We had a case turn up here where an IV containing magnesium caused flash pulmonary edema, a medical emergency. That is extreme, but it is definitely an example of bad.
I think my forced cold turkey from Vicodin and taper/withdrawal from Valium may be the cause of this.
That would complicate lots of things, the next question would be what conditions required those drugs in the first place. This takes us into new territory. This often takes place when doctors treat symptoms without a clue to underlying problems, except their feeling "patient is crazy, and I want him/her to go away".

Don't worry about wasting our time, we hear all kinds of wild things. If you bring up something that we have heard before, I'm sure there are other people out there who have never heard of them either. This forum has been a continuing education.
 

Jimbo39

Senior Member
Messages
405
Location
San Deigo, CA
That would complicate lots of things, the next question would be what conditions required those drugs in the first place. This takes us into new territory. This often takes place when doctors treat symptoms without a clue to underlying problems, except their feeling "patient is crazy, and I want him/her to go away".

I'm going off on a tangent again but I think I'm a classic example of "modern" medicine treating symptoms rather than the cause: Vicodin and gabapentin for nerve pain; Valium for stress; trazadone for insomnia; Paxil for depression. I'm so polydrugged it's hard to tell if supplements are working for me or not. It's going take me 2-4 years to get off this s***.
 

anciendaze

Senior Member
Messages
1,841
It is in the General Treatment forum about seven down from the top. I diagnose some cognitive impairment, which is not too surprising.

Your other medications violate some rules of thumb I have. No telling what the combination is doing. In general, except for emergencies where you need a complete washout (as this might be), I recommend one change at a time, just so you can tell what is causing what.

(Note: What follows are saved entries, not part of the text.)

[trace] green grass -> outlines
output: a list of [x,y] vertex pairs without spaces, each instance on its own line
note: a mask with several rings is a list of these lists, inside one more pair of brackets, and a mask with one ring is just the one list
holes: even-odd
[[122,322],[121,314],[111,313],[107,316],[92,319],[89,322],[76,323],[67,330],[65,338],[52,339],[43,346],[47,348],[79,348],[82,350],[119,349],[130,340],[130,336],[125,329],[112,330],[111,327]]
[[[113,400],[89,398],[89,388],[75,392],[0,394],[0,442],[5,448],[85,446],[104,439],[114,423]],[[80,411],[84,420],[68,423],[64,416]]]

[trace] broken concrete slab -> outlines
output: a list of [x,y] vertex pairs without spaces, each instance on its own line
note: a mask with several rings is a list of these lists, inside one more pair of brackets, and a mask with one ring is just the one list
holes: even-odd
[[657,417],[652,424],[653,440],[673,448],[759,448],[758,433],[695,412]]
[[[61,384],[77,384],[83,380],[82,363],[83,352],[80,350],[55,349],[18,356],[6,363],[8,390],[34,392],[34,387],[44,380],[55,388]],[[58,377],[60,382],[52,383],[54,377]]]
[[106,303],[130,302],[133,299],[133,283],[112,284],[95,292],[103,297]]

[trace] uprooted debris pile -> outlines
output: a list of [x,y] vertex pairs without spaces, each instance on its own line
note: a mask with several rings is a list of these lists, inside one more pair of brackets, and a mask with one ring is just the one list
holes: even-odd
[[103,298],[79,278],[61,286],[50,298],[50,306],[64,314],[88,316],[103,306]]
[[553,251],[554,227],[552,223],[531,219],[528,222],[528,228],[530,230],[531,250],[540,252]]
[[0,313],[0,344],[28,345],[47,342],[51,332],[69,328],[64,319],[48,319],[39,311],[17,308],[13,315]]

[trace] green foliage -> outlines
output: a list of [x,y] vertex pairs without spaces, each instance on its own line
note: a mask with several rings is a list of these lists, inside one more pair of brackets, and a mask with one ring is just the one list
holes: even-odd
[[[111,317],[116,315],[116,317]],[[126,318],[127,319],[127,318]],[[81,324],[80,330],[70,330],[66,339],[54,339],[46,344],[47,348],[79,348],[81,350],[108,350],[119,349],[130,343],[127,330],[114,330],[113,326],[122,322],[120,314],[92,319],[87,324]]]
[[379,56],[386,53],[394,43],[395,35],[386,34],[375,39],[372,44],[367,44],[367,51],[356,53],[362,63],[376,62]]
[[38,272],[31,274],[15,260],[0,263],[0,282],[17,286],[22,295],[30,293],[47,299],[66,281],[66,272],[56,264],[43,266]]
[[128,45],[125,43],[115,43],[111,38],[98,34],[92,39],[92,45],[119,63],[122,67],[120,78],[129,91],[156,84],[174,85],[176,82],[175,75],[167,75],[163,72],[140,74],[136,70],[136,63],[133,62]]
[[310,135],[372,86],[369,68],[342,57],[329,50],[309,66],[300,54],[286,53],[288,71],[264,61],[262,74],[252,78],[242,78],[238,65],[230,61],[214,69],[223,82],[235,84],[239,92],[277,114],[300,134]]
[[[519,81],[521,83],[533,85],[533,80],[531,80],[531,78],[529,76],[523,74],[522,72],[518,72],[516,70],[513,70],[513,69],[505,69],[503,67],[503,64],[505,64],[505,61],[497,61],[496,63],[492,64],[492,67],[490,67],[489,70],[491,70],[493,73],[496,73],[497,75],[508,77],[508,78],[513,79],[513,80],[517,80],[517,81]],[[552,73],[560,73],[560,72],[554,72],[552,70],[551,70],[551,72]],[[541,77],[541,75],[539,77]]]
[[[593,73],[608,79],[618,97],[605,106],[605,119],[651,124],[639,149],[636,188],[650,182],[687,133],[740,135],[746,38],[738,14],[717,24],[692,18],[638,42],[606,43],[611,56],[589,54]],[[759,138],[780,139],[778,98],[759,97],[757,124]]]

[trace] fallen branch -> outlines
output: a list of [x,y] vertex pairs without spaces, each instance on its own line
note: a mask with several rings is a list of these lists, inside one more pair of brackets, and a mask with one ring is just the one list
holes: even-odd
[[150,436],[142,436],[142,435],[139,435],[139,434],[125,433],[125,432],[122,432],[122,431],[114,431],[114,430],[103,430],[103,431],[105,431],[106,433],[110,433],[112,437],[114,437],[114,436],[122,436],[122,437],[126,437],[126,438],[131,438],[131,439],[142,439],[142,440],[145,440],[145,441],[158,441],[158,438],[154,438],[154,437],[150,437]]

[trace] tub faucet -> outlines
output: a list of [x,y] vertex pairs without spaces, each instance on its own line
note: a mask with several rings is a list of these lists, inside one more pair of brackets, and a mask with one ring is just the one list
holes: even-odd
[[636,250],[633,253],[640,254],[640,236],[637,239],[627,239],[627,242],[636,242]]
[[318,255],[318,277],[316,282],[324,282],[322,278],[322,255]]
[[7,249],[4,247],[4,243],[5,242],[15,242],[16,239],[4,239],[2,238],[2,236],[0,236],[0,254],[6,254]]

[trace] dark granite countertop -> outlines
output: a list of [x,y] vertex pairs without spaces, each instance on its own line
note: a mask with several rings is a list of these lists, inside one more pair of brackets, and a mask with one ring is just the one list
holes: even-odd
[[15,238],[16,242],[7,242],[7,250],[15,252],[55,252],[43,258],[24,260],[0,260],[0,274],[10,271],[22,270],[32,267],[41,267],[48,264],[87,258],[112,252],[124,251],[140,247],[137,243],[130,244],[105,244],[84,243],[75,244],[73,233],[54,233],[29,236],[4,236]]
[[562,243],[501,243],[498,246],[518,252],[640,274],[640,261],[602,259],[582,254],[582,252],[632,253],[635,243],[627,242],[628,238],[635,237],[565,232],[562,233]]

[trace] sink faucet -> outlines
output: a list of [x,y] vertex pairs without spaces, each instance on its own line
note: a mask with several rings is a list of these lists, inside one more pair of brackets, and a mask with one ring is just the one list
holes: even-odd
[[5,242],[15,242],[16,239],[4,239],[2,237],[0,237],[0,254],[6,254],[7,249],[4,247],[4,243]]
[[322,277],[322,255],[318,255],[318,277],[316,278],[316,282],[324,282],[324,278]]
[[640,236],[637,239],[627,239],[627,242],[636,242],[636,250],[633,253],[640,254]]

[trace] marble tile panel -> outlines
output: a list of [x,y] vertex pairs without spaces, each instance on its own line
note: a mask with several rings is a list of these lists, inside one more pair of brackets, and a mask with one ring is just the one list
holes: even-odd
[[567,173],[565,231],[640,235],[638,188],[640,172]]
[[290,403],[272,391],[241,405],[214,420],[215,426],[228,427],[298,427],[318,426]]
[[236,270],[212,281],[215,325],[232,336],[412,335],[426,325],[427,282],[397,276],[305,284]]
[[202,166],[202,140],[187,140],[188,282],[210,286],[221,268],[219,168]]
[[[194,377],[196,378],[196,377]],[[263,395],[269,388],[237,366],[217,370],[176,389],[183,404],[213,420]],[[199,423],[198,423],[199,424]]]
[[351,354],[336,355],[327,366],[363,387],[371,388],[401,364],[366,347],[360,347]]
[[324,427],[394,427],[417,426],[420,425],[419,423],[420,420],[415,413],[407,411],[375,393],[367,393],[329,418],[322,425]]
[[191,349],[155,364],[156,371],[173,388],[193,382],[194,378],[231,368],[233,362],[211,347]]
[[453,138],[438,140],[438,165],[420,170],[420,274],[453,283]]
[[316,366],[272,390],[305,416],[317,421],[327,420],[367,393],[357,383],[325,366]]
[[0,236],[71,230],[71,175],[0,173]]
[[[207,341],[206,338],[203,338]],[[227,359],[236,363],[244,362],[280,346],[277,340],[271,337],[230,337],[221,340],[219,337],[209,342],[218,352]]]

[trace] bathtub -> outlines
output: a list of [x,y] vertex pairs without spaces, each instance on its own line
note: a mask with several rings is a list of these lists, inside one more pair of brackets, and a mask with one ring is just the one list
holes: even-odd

Another rule of thumb, based on painful experience, is that I have never met a doctor who really understood what more than 3 interacting drugs were doing. Several have failed the step from two to three.

If you are being treated for conditions that really are unrelated, then more drugs may be managed, but what you seem to be telling us is that they have wandered off any known treatment path, and you are now in strange territory corresponding to what golfers call "the rough". You need to get back to the fairway where it is at least possible to tell if you are getting closer to some goal, not farther away.

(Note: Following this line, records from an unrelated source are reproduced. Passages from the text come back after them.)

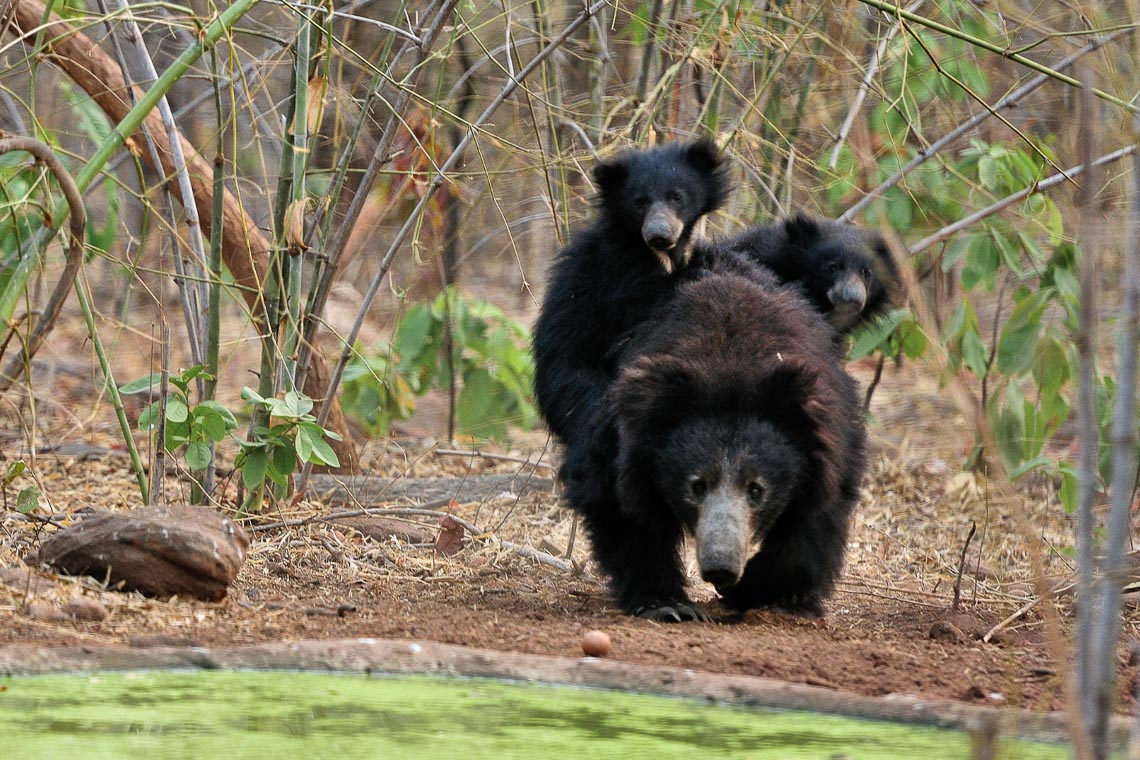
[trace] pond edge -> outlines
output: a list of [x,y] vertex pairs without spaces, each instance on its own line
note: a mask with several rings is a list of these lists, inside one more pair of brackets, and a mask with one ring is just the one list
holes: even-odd
[[[991,741],[995,732],[1039,741],[1069,739],[1069,718],[1064,712],[1032,712],[910,695],[868,697],[760,676],[704,673],[595,657],[498,652],[435,642],[341,639],[234,647],[0,646],[0,675],[4,676],[166,669],[497,678],[914,723],[966,731]],[[1127,717],[1112,718],[1113,745],[1127,746],[1130,725]]]

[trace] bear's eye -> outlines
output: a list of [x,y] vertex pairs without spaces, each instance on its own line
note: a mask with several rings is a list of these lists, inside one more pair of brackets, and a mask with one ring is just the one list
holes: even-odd
[[646,207],[646,206],[648,206],[648,205],[649,205],[649,199],[648,199],[648,198],[646,198],[644,195],[639,195],[639,196],[637,196],[636,198],[634,198],[634,199],[633,199],[633,206],[634,206],[634,208],[639,208],[639,209],[642,209],[642,208],[645,208],[645,207]]
[[669,194],[666,197],[669,199],[670,203],[680,203],[684,200],[684,196],[681,195],[680,190],[670,190]]
[[863,277],[865,282],[871,281],[871,267],[863,267],[859,270],[859,274]]
[[748,484],[748,498],[755,502],[764,500],[764,486],[757,482]]
[[709,484],[701,477],[693,477],[689,480],[689,490],[692,492],[694,498],[703,498],[709,491]]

I've known patients who needed to be hospitalized for a kind of detox for this to happen. There are situations where you can't expect to "tough it out" alone. Just make sure those in charge understand that the problem is unwinding an overly complex treatment situation, not administering larger doses or more dangerous drugs in a search for a "bigger hammer". This is where the maxim Primum Non Nocere (first, do no harm) needs to be remembered.
 

Jimbo39

Senior Member
Messages
405
Location
San Deigo, CA
If you are being treated for conditions that really are unrelated, then more drugs may be managed, but what you seem to be telling us is that they have wandered off any known treatment path, and you are now in strange territory corresponding to what golfers call "the rough". You need to get back to the fairway where it is at least possible to tell if you are getting closer to some goal, not farther away.

Yes, I don't think there was any treatment plan. My psychiatrist and general doc "threw" meds at whatever symptom I had not bothering to look into the underlying cause. To tell you the truth, I've lost all faith in the medical establishment. I don't know where you live but here in the US our system is run by the insurance companies heavily influenced by the pharmacology industry. So their answer is to throw drugs at the problem. The insurance companies do not recognize adrenal fatigue hence doctors cannot treat it if they want to be reimbursed. How crazy is that?

Now I've really hijacked this thread. I apologize.